20 sep 2020

Toujours quatre.

A quelques encablures des vignobles où le soleil caresse les grappes de « folle blanche » , la chapelle Notre Dame de Recouvrance  dresse son portail néogothique de granit déjà armoricain. Petit espace, « demi-jauge » de rigueur. Mais l’organisation de courts « récitals » permet d’entendre les Méliades deux fois, pour deux concerts différents.

Anaïs Vintour, Marion Delcourt, bien sûr, par qui les Méliades peuvent poursuivre le voyage. Esther Labourdette, croisée déjà plusieurs fois, depuis Les Sables d’Olonne jusqu’au projet « Popnox » avec Thierry Machuel. 

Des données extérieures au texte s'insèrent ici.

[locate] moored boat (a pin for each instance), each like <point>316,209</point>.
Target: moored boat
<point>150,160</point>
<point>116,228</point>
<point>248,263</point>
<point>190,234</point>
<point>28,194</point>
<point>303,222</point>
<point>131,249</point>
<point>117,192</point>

Et pour la (sa) première fois, Alice Habeillon, nouvelle venue au sein du quatuor. Voix profonde ; puissance pour dire la colère des Erinnyes, douceur pour souligner d’un bourdon net les cascades mélodiques du chant traditionnel. 

Toujours quatre donc.

Et s’il est fréquent pour les grands ensembles que des chanteurs ou chanteuses puissent « tourner » dans l’effectif global, le nombre permet toujours de conserver le « son » du chœur. Le risque du changement est poli sous la robe des voix multiples où l’oreille se perd et se reconstruit. 

Mais ici point de masse. Le « une par voix » reste à chaque concert l’ouverture d’une voie nouvelle dans la paroi glissante et mouvante de la polyphonie. Un pari.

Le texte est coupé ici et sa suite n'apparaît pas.